The 7-Tesla MRI magnet

The 7-Tesla MRI magnet is the heart of the Azrieli National Institute. A device that is at the very cutting edge of MRI technology, acquisition of the 7-Tesla MRI was completed based on the recommendation of an expert team of Weizmann scientists and technicians, who traveled to different sites around the world in order to test the equipment. Composed of many complex components, the system's installation, activation, and use requires close and ongoing cooperation between the developers/vendors and scientists associated with the Azrieli National Institute. To support smooth integration of the 7-Tesla MRI into the Institute's research program, a physicist and technician from the vendor will be placed on campus for the first five years of operation.

Annual Azrieli lecture in brain imaging

The first annual Azrieli lecture in brain imaging took place on May 2017.  The speaker was Bruce Rosen, MD, PhD, a world-leading expert in functional neuroimaging who is Professor of Radiology at Harvard Medical School, Professor of Health Science and Technology at the Harvard-MIT Division of Health Sciences and Technology, and also serves as Director of the Athinoula A. Martinos Center for Biomedical Imaging at Massachusetts General Hospital.  Prof. Rosen's lecture was entitled "Pushing the Limits of Human Neuroimaging" and was attended by a many of the leading figures in Israel's brain imaging community.

 

Sweet boys and the taste of truth

The neural encoding of abstract concepts, such as truth and justice, would seem to be further removed from the sensory perception areas of our brain than more concrete words, such as apple and leaf, which trigger visual, tactile, aromatic, and other sensory impressions. Nevertheless, based on a number of recent studies, neuroscientists have been arguing with increasing strength that the brain does indeed encode abstract concepts in sensorimotor circuitry.

In this article, Prof.

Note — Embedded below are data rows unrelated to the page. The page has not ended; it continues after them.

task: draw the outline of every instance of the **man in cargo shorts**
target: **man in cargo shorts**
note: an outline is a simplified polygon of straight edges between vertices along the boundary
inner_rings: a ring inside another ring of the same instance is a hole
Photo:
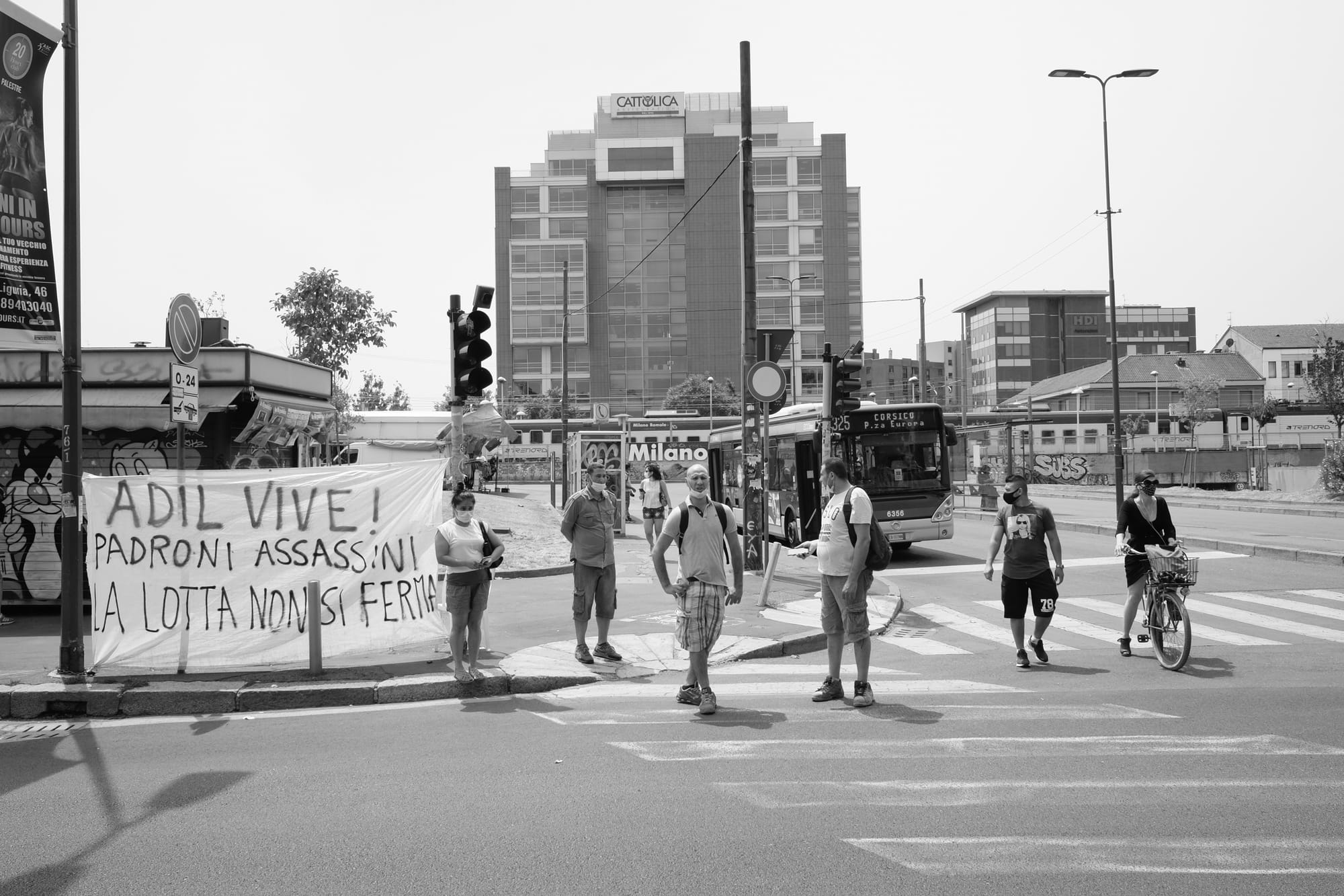
[[[1004,604],[1004,619],[1008,620],[1012,639],[1017,646],[1017,669],[1031,669],[1027,648],[1021,643],[1027,626],[1024,622],[1027,595],[1031,595],[1032,609],[1036,613],[1035,634],[1027,643],[1036,652],[1036,659],[1042,665],[1048,665],[1050,657],[1046,654],[1046,642],[1042,636],[1055,615],[1059,585],[1064,581],[1064,561],[1059,553],[1055,517],[1050,513],[1050,507],[1038,505],[1027,496],[1027,478],[1021,474],[1009,474],[1004,479],[1003,495],[1004,506],[995,517],[995,531],[989,538],[989,554],[985,557],[985,578],[995,580],[995,557],[999,556],[999,545],[1007,535],[1004,574],[999,591]],[[1055,554],[1054,573],[1050,570],[1050,554],[1046,553],[1047,539],[1051,553]]]
[[[620,662],[621,654],[606,640],[616,616],[616,495],[606,491],[607,472],[589,464],[587,488],[564,505],[560,534],[570,542],[574,562],[574,659],[593,663],[593,657]],[[587,620],[597,611],[597,647],[587,648]]]
[[[689,499],[672,509],[653,544],[653,569],[663,591],[676,597],[676,640],[691,654],[679,704],[699,706],[702,716],[719,708],[710,687],[710,651],[723,630],[723,607],[742,600],[742,542],[732,511],[710,499],[710,471],[692,464],[685,472]],[[684,529],[683,529],[684,527]],[[677,580],[668,580],[664,554],[677,544]],[[723,568],[723,542],[732,560],[732,588]]]

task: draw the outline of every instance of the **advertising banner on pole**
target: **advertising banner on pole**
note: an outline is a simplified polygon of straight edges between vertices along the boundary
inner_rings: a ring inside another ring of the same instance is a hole
[[[446,460],[83,478],[93,666],[211,669],[448,636],[434,556]]]
[[[60,351],[42,79],[60,30],[0,0],[0,348]]]

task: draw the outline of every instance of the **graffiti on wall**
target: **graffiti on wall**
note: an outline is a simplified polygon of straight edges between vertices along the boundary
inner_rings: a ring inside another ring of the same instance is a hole
[[[188,470],[206,440],[187,433]],[[136,476],[177,461],[176,432],[110,429],[83,441],[85,468]],[[0,429],[0,578],[22,600],[60,599],[60,444],[55,429]]]

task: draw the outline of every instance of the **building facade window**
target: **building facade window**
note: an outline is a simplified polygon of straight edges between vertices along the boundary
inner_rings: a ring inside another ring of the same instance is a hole
[[[757,230],[758,256],[786,256],[789,254],[789,229],[763,227]]]
[[[782,280],[775,280],[782,277]],[[757,292],[781,292],[789,288],[788,261],[762,261],[757,264]]]
[[[551,218],[551,239],[566,239],[587,235],[587,218]]]
[[[587,211],[587,187],[550,187],[550,211]]]
[[[672,147],[612,147],[607,171],[672,171]]]
[[[798,221],[821,221],[821,194],[798,194]]]
[[[547,174],[556,176],[587,176],[587,172],[593,170],[591,159],[551,159],[546,163]]]
[[[792,327],[793,309],[789,308],[789,297],[757,299],[757,326],[758,327]]]
[[[825,265],[820,261],[798,262],[798,289],[824,289]]]
[[[513,214],[542,210],[540,187],[513,187],[509,190],[509,210]]]
[[[798,300],[798,324],[802,327],[824,327],[827,313],[820,296],[802,296]]]
[[[762,192],[757,194],[755,215],[757,221],[788,221],[789,194]]]
[[[757,187],[788,187],[789,160],[788,159],[757,159],[754,163],[751,183]]]
[[[511,239],[540,239],[542,238],[542,219],[540,218],[521,218],[519,221],[508,222],[508,235]]]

Rafi Malach and his colleagues focused on the embodiment of a set of abstract concepts they call connotations — such as “sweet” in “sweet boy,” where the adjective has been abstracted away from its concrete meaning (i.e., the boy doesn’t literally taste of sugar).

The scientists reviewed evidence from recent studies suggesting that emotion, body, and language are three factors required to understand how neural circuits represent connotations. They then propose a theoretical model to explain how these three factors contribute to the emergence of connotations, formulate a computational model of the theoretical model, and test their model in a task involving the automatic identification of connotations. The results support their model, which suggests that embodiment - via emotion, body, and language — plays a role in how the brain encodes abstract connotations.